Why Open Matters

There are many efforts to “open” education and scholarship: open access, open data, open educational resources, open licensing, open pedagogy, open scholarship, open science, open source, and more. But why are we opening all these things?

We are motivated to open these things to improve education, research, and other knowledge practices, looking to increase access, affordability, engagement, efficacy, reproducibility, and more. We foster openness as an improvement to knowledge practices because in turn, we believe that improved knowledge practices will benefit both individuals and the common good, generating better knowledge, more widely shared, and therefore justice, equality and progress.
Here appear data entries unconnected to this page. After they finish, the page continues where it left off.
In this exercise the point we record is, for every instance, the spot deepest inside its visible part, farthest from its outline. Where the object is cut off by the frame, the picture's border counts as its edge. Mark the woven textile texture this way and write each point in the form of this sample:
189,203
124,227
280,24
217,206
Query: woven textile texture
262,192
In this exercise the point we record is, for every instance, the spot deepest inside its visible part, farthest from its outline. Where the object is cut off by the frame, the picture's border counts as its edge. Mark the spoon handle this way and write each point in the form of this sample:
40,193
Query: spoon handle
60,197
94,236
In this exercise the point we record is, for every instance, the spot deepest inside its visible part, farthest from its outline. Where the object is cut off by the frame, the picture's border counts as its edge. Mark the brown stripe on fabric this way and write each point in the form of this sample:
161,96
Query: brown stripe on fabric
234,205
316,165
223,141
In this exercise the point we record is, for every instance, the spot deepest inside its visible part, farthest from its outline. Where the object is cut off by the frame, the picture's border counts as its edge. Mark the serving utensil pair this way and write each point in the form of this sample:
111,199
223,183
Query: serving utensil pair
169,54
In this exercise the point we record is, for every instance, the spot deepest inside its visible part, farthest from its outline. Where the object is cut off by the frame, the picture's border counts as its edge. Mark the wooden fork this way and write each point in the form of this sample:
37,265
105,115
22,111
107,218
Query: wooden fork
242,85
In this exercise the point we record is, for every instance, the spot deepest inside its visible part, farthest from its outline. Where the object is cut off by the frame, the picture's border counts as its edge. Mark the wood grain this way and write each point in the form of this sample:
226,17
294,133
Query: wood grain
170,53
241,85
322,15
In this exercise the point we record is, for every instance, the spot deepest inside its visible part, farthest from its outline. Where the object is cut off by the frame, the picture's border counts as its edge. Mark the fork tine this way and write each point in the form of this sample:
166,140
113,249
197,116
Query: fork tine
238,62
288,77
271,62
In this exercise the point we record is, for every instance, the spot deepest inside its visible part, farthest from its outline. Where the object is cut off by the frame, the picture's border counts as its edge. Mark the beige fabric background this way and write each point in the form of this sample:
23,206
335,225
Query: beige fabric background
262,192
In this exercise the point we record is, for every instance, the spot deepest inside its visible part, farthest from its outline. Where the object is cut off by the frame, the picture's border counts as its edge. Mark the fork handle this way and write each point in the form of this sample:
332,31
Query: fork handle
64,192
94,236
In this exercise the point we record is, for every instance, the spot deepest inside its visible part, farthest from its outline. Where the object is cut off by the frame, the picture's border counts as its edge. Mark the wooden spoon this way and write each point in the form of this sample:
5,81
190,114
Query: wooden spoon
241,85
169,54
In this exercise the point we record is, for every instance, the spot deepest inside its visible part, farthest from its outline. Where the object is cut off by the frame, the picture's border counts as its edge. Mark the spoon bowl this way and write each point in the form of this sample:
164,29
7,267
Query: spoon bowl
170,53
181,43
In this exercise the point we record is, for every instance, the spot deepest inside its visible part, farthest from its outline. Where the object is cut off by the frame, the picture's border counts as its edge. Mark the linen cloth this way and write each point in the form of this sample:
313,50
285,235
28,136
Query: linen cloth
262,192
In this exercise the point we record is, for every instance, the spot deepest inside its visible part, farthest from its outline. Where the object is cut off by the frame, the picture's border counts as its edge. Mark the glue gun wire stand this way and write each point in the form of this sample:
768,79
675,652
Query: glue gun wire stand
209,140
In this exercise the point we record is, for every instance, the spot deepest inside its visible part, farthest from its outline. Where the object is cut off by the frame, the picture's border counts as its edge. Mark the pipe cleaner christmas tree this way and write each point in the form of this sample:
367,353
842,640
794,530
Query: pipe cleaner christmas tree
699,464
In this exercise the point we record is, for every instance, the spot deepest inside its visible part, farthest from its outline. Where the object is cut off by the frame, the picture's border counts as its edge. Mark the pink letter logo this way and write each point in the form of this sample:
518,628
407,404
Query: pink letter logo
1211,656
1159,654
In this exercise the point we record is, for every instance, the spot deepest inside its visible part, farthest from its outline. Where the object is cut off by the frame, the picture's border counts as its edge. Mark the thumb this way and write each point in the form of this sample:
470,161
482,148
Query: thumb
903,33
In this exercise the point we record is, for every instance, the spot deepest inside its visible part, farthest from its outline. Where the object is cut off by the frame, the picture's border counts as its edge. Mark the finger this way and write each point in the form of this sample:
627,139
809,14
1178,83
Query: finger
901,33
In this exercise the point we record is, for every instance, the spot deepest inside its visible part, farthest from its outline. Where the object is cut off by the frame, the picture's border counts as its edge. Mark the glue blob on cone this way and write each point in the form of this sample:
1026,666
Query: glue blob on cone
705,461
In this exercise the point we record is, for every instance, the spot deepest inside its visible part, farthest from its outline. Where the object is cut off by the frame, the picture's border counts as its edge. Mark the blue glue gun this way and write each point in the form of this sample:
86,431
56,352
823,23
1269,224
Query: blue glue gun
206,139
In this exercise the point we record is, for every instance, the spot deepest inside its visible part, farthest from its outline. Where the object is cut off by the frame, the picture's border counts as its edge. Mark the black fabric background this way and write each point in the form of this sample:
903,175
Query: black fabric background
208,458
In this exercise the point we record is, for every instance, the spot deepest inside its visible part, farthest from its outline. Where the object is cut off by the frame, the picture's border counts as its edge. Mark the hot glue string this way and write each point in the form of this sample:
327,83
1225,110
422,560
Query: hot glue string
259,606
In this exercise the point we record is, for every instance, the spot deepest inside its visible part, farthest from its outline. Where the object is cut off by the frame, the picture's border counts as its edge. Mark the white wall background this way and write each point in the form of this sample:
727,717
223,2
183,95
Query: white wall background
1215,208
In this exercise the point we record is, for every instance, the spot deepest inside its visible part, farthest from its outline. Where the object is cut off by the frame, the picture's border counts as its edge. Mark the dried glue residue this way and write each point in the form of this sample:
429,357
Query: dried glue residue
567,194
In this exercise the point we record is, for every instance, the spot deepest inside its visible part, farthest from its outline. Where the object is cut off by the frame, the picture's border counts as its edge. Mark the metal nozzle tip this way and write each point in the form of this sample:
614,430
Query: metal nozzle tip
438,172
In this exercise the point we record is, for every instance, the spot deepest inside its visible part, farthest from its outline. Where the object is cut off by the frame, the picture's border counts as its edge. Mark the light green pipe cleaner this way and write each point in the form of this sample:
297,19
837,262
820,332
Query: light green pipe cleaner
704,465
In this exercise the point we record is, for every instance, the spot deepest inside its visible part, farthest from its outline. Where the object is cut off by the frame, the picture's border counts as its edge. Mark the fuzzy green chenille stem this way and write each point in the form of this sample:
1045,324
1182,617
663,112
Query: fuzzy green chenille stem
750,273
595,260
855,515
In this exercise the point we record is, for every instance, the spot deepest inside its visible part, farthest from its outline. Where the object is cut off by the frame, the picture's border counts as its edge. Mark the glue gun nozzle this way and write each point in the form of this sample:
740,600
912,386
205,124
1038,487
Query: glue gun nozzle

But the existence of things like open educational resources, open licenses, open data, or open-source software do not by themselves guarantee that people benefit in their efforts overall as students, teachers, researchers, scholars or librarians, or that their success in turn improves our common good.

Sometimes we get so caught up in providing open resources or in establishing the necessary conditions for openness that we mistake that work as the ends, when it is only the means. In order for the benefits of openness to develop and persist, it is not enough that open just be technically possible or that open artefacts exist. Openness is not the goal, it is a mechanism.

People must be equipped and practice to succeed with open. We need to actively support not only infrastructure and materials, but also communities and practices that build motivation, understanding, skills, and values for people to engage over time for their own benefit and the public, common good.

Openness is our vehicle, not our destination.